FCA is boosting its European production, introducing new models that will be built in currently under-utilized manufacturing facilities. Among the new models is a new small Jeep, smaller than the current Renegade, as Automotive News reports.

FCA's Mike Manley mentioned the entry-level Jeep model earlier this year, also saying that the vehicle is targeted to European and possibly Latin American customers; in the summer, Autocar placed the launch date in 2022. The new "baby" Jeep would be made in the same factory in Pomigliano, Italy, as the small Fiat Panda, which is a top seller in Italy. The current generation Panda was introduced in 2011; if it gets a replacement in 2022, it could possibly share a platform with the Jeep model — or, the Jeep could be an eventual outright replacement for the Panda. One of Fiat's earlier core products, the Punto hatchback, was canned in August, and that production capacity will be used to make the Jeep Compass instead, at the Renegade-producing Melfi factory in southern Italy. The Compass has not previously been built in Europe.
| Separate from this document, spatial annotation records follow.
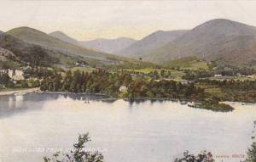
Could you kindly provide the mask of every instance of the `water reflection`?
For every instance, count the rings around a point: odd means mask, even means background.
[[[44,106],[44,101],[57,100],[61,98],[71,98],[74,101],[97,100],[107,98],[102,95],[86,95],[75,93],[28,93],[16,94],[0,97],[0,119],[14,115],[15,114],[26,112],[27,110],[38,110]],[[42,102],[42,103],[39,103]],[[31,106],[32,103],[38,103],[37,106]]]

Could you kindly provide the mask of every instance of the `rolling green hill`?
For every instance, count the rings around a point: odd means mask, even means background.
[[[143,63],[133,59],[126,59],[86,49],[29,27],[15,28],[6,33],[11,36],[12,38],[26,42],[26,44],[40,47],[50,52],[51,54],[49,55],[57,58],[61,64],[63,64],[63,61],[73,64],[75,60],[84,62],[91,66],[127,67],[152,65],[152,64]],[[22,47],[22,46],[19,47]],[[64,65],[67,65],[67,64],[64,64]]]
[[[190,56],[221,65],[253,65],[256,27],[228,20],[212,20],[144,56],[144,60],[165,65],[171,65],[173,59]]]

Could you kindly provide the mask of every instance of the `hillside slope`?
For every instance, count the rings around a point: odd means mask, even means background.
[[[145,56],[168,65],[171,60],[195,56],[220,64],[245,66],[256,62],[256,28],[218,19],[207,21]]]
[[[92,41],[80,42],[84,47],[96,49],[108,53],[116,53],[135,42],[136,40],[128,37],[119,37],[116,39],[96,39]]]
[[[5,33],[0,36],[1,56],[4,59],[2,64],[11,61],[15,64],[51,66],[60,62],[55,56],[61,53],[25,42]]]
[[[147,54],[149,51],[173,41],[186,32],[187,31],[185,30],[172,31],[158,31],[134,42],[128,47],[119,51],[118,53],[126,57],[143,57],[143,55]]]
[[[69,36],[66,35],[65,33],[61,32],[61,31],[54,31],[54,32],[51,32],[49,34],[49,36],[53,36],[53,37],[55,37],[55,38],[58,38],[61,41],[64,41],[66,42],[69,42],[71,44],[74,44],[74,45],[77,45],[79,46],[79,42],[77,40],[70,37]]]

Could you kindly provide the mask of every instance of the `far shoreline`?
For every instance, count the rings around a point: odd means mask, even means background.
[[[6,95],[13,95],[15,93],[31,93],[31,92],[39,92],[40,88],[27,88],[27,89],[14,89],[10,91],[0,91],[0,96],[6,96]]]

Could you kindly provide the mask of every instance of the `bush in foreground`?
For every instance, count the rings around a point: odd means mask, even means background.
[[[176,159],[174,162],[214,162],[214,159],[211,152],[202,151],[194,155],[186,151],[183,158]]]
[[[79,141],[73,144],[73,149],[69,154],[61,155],[55,153],[51,158],[44,157],[44,162],[103,162],[103,155],[96,151],[85,150],[85,143],[90,141],[89,133],[79,135]]]

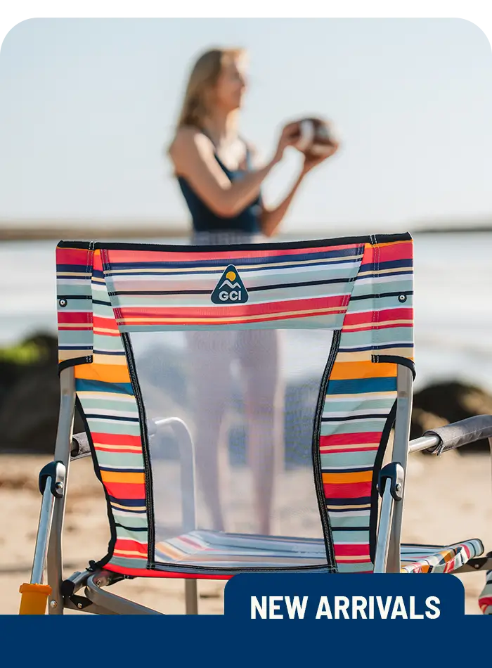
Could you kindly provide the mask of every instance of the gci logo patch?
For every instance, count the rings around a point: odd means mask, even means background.
[[[245,304],[248,298],[247,291],[238,270],[233,264],[229,264],[212,293],[212,302],[214,304]]]

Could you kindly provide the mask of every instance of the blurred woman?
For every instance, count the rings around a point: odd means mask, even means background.
[[[261,184],[299,139],[299,124],[282,129],[273,154],[257,164],[252,145],[239,134],[247,90],[245,53],[212,49],[192,69],[169,149],[190,211],[191,243],[252,243],[276,233],[306,175],[328,155],[304,157],[295,182],[278,206],[265,206]],[[332,153],[336,150],[334,147]],[[283,394],[274,330],[193,332],[189,338],[197,402],[196,465],[213,527],[223,530],[219,436],[232,388],[231,364],[239,362],[245,383],[248,463],[258,530],[268,534],[276,463],[283,445]]]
The Fiat model portfolio would be shrunk to just the 500 model family and the Panda — the 500 would also be FCA's key electric vehicle offered in Europe. It is not yet clear whether the electric 500 would be made in Turin, Italy, or in Poland; Turin might also get a Giardiniera-badged wagon version of the refreshed 500.

As for the Alfa Romeo brand, it is set to gain an even bigger SUV model than the Stelvio, based on the Maserati Levante's platform. The Levante's sales have suffered recently in China, but Maserati does have light in the horizon: The Alfieri 2+2 grand tourer is still in the cards, with a launch expected for 2020 and both a convertible and an electrified version planned to follow. The Alfieri would be made in Modena, Italy, according to Automotive News' sources.

None of these plans namedrop the storied Lancia brand, which has been shrunk to just the Ypsilon hatchback, based on the same platform as the current 500 and Panda. Despite that, the Ypsilon was again the second-bestselling car in Italy after the Panda in October. It is unlikely that FCA will be able to ignore this, but it is just as unlikely that any development money will be afforded to come up with a replacement for the Ypsilon, which is as similarly old as the Panda. Perhaps official announcements expected on Thursday will also clarify what will happen to Lancia.

FCA's new European boss, Pietro Gorlier, is said to meet with Italian union leaders on Thursday to discuss production plans. Until then, FCA wasn't commenting.